In this very thinly disguised east we have the Brothers, a religious monastic order occuping an immense and ancient stronghold. In the centre stands the tower of the king's daughter, no doors, no windows, old. We're following our hero, Marron, as he joins the order, and has exciting adventures. (Well, actually he doesn't. Mostly he acts as a plot anchor.) The strict monastic rule of the brothers doesn't apply to the Knights of the Society of Ransom, and it is to one of the these knights that young Marron soon finds himself squire.

We have the obligatory plucky heroine too, she is Julianne, daughter to the King's Shadow, a chancellor of sorts. She is on her way to get married. She meets up with her plucky sidekick, Elisande, a young women who has been living with the desert tribes - the Sharai - and who has her own reasons to follow Julianne to the stronghold. Chuck in a mysterious troubadour and we're all set. Sounds cliched doesn't it?

In some ways it is. However, the setting is evoked well, with the landscape nicely drawn, and the characters mostly sympathetic. It's decently written, but hardly lyrical. It trots along at a good pace, and there is plenty of action along the way. Sadly, not much happens in the end - there are mysterious Djinni, plenty of hints about powerful magic, and some moments of good worldbuilding, but somehow it all falls flat. It felt like I was reading the middle book in places, lots of setup, little payoff.

The tag-line of the back says, "Duty is owed. Loyalty is earned. Allegiance is won. Betrayal is universal" and in some ways it seems the book is about betrayal, with each character having either a dark secret or divided loyalties. However, the problem is that some of the plotting is, well, a bit dumb. The series is off to a good start, with our hero Marron being a likable young man tormented by the acts he's commited in the name of the church (hint: blood, razing villages, children). Sadly, he then turns into a bumbling fool, driving the plot by his inability to think much.
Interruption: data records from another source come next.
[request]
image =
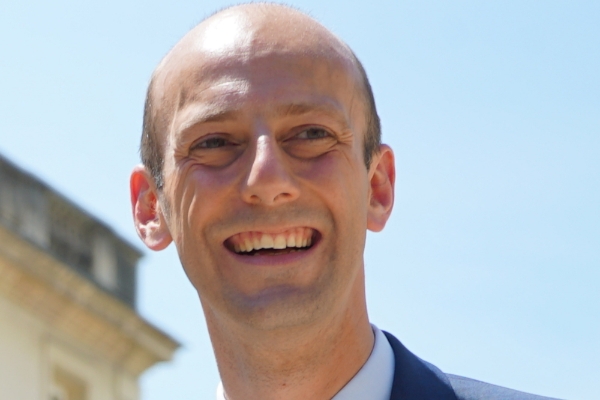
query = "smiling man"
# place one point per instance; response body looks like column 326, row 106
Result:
column 262, row 162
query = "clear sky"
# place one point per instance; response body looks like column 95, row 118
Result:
column 490, row 264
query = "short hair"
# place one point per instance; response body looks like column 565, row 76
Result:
column 152, row 153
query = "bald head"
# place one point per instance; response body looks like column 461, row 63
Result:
column 232, row 39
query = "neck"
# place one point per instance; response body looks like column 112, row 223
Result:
column 313, row 361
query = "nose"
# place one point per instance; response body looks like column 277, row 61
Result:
column 269, row 181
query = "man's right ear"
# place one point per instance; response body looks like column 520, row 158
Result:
column 148, row 216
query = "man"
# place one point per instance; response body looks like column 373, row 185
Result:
column 263, row 164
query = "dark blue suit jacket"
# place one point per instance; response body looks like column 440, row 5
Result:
column 415, row 379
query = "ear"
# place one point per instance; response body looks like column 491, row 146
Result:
column 382, row 176
column 148, row 217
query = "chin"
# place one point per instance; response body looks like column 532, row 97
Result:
column 281, row 307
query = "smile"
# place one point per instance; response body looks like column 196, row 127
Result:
column 262, row 243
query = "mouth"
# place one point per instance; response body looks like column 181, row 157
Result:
column 263, row 243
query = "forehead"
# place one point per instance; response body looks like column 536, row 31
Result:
column 239, row 55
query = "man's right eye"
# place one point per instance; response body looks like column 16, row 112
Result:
column 212, row 143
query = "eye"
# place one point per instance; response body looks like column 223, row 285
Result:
column 312, row 133
column 212, row 143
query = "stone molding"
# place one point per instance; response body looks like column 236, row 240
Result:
column 65, row 300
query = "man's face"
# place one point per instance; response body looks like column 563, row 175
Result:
column 265, row 184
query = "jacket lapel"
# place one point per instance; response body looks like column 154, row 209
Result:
column 415, row 379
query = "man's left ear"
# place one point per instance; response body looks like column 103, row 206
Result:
column 382, row 176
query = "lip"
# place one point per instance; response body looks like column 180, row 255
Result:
column 279, row 259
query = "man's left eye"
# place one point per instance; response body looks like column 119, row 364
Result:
column 312, row 133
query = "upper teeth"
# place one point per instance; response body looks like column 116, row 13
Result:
column 250, row 241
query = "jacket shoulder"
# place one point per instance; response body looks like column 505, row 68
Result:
column 471, row 389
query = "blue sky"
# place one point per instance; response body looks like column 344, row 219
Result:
column 490, row 264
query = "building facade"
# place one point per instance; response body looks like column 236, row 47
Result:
column 69, row 329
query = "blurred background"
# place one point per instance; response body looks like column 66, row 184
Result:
column 490, row 264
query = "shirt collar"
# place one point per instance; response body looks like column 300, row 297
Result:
column 373, row 381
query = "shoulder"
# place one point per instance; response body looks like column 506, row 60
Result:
column 471, row 389
column 416, row 379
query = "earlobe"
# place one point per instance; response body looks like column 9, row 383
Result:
column 148, row 217
column 382, row 176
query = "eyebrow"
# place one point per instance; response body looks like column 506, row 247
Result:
column 299, row 109
column 291, row 109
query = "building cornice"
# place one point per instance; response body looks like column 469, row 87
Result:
column 67, row 301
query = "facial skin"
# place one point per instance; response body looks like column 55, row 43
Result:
column 264, row 123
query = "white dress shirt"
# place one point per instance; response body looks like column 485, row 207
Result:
column 373, row 381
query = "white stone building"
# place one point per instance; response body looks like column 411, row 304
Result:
column 68, row 325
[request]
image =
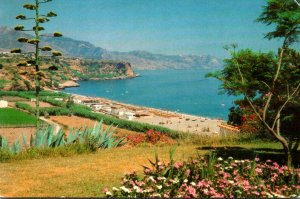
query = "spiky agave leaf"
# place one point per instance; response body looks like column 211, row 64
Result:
column 22, row 39
column 23, row 63
column 39, row 138
column 16, row 50
column 19, row 28
column 51, row 14
column 59, row 138
column 29, row 6
column 57, row 34
column 56, row 53
column 24, row 139
column 50, row 136
column 22, row 17
column 71, row 137
column 31, row 62
column 15, row 148
column 32, row 141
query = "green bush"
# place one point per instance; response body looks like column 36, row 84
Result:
column 210, row 178
column 91, row 138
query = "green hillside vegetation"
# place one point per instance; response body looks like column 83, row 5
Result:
column 17, row 74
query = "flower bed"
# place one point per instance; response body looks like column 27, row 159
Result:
column 211, row 177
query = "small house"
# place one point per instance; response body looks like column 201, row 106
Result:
column 3, row 104
column 77, row 101
column 129, row 115
column 58, row 99
column 96, row 107
column 226, row 129
column 107, row 109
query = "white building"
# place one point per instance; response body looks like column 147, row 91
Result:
column 129, row 115
column 3, row 104
column 58, row 99
column 77, row 101
column 96, row 107
column 107, row 109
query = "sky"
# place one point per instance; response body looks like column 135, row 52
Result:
column 171, row 27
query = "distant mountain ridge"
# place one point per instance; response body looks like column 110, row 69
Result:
column 141, row 60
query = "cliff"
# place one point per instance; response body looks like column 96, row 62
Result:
column 58, row 73
column 141, row 60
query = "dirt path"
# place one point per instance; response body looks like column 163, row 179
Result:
column 55, row 125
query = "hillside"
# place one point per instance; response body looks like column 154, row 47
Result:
column 140, row 60
column 58, row 73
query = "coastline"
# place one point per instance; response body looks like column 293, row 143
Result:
column 177, row 121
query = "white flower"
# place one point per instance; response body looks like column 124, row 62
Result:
column 125, row 189
column 108, row 193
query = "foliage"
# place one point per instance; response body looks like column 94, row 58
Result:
column 285, row 16
column 150, row 136
column 38, row 19
column 269, row 84
column 93, row 138
column 210, row 177
column 10, row 117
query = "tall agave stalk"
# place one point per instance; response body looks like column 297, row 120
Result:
column 94, row 137
column 37, row 28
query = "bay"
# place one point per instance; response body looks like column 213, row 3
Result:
column 184, row 91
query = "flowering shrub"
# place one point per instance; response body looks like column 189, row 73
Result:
column 153, row 136
column 211, row 177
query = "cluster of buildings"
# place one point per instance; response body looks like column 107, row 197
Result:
column 107, row 108
column 3, row 104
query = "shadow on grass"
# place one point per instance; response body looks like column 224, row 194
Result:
column 263, row 154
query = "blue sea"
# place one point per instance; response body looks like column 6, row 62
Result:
column 184, row 91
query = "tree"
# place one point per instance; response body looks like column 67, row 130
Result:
column 269, row 83
column 37, row 29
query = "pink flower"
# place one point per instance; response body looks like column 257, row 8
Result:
column 176, row 165
column 192, row 191
column 147, row 170
column 188, row 172
column 105, row 190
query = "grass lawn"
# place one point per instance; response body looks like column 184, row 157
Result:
column 10, row 117
column 87, row 174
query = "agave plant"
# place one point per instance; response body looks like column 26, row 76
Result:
column 97, row 137
column 94, row 137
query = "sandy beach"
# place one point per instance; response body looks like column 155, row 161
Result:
column 169, row 119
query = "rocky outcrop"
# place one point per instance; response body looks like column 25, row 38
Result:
column 68, row 84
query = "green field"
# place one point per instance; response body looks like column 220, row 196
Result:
column 10, row 117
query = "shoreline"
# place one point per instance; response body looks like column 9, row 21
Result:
column 177, row 121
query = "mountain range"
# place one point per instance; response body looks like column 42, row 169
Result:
column 140, row 60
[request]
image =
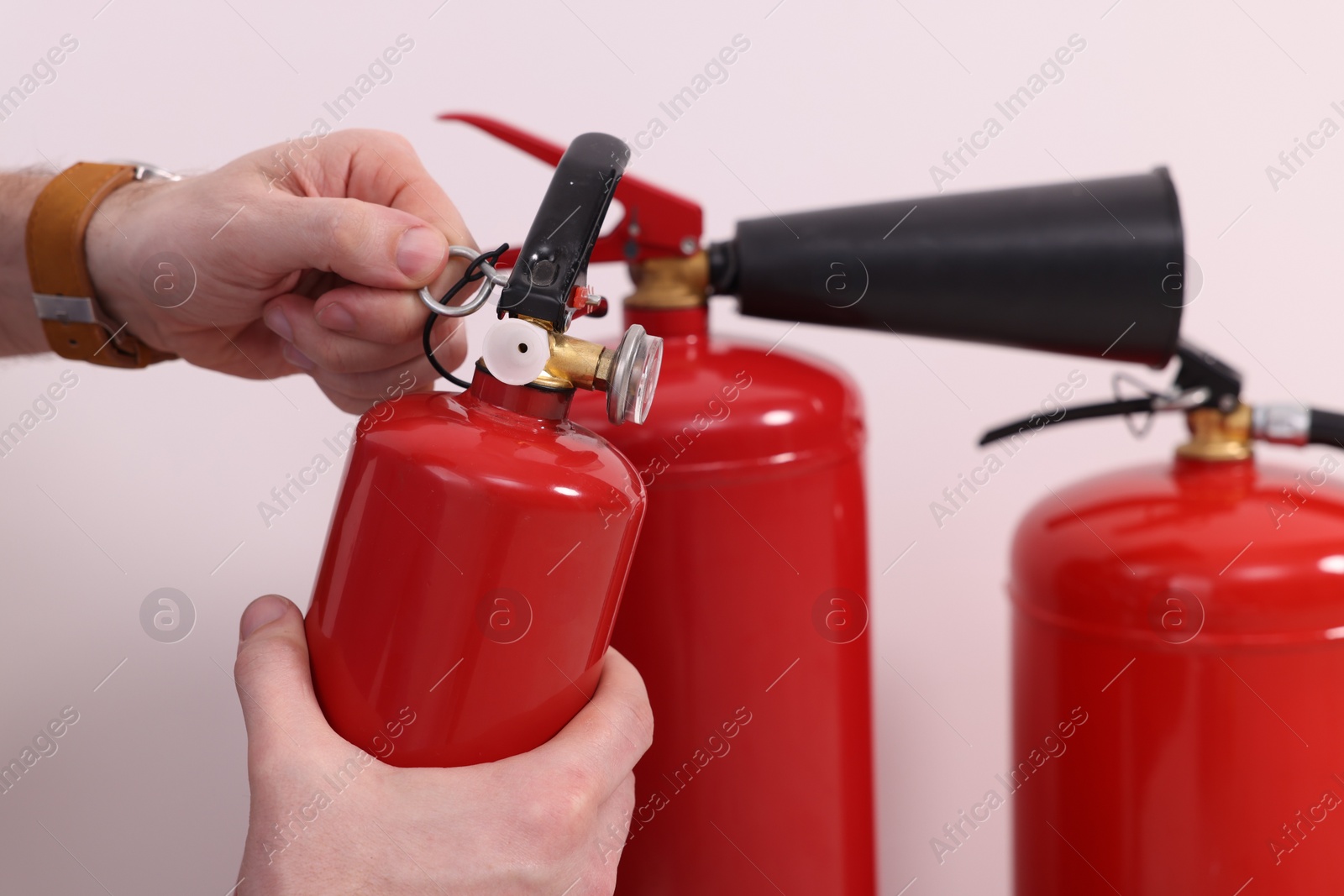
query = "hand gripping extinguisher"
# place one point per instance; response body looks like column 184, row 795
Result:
column 748, row 611
column 1179, row 660
column 474, row 564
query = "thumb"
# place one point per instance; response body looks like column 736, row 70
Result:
column 363, row 242
column 273, row 679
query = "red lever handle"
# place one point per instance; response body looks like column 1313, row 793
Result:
column 656, row 223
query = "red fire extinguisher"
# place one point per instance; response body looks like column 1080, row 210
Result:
column 748, row 602
column 1179, row 660
column 481, row 540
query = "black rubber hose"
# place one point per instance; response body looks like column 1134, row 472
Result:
column 1081, row 412
column 1326, row 427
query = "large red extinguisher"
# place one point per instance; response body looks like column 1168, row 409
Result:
column 1179, row 660
column 748, row 604
column 474, row 564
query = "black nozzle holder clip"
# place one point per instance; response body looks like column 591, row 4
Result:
column 1084, row 268
column 555, row 254
column 1202, row 380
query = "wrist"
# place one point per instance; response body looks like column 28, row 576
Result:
column 112, row 253
column 20, row 332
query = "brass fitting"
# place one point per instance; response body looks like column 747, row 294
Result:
column 577, row 363
column 1215, row 436
column 671, row 282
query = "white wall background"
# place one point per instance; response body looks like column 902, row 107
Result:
column 151, row 479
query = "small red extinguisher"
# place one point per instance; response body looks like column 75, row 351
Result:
column 474, row 566
column 749, row 595
column 1179, row 660
column 748, row 600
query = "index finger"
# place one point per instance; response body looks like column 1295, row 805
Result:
column 386, row 170
column 383, row 168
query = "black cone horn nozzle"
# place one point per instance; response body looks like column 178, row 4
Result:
column 1085, row 268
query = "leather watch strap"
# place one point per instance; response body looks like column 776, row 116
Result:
column 62, row 289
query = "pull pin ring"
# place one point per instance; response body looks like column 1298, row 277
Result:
column 480, row 262
column 480, row 266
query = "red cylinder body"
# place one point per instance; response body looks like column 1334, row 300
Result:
column 1179, row 684
column 472, row 574
column 746, row 616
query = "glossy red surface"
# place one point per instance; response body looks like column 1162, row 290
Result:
column 746, row 614
column 472, row 574
column 1194, row 616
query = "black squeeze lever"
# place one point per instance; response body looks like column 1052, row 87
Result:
column 555, row 254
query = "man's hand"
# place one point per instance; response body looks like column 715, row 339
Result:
column 548, row 822
column 295, row 259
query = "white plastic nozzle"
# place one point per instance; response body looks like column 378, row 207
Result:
column 515, row 352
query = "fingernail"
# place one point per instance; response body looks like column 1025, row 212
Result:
column 335, row 317
column 420, row 251
column 259, row 613
column 296, row 358
column 277, row 322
Pity. This is a decent, above-average fantasy, set in a potentially interesting land but rather let down by a wandering plot with a bit of a deus ex machina ending that reads more like the start of book two. 7/10

The Post-script that I'm not sure whether to include:
Those that are uncomfortable with sexual material might also have some issues, I didn't mind the gay relationships but felt a bit uneasy at the ages of the protagonists. Which would have been fine had it driven the plot, but it didn't. So although this might be a spoiler I can't see how it matters... and it's plenty obvious anyway.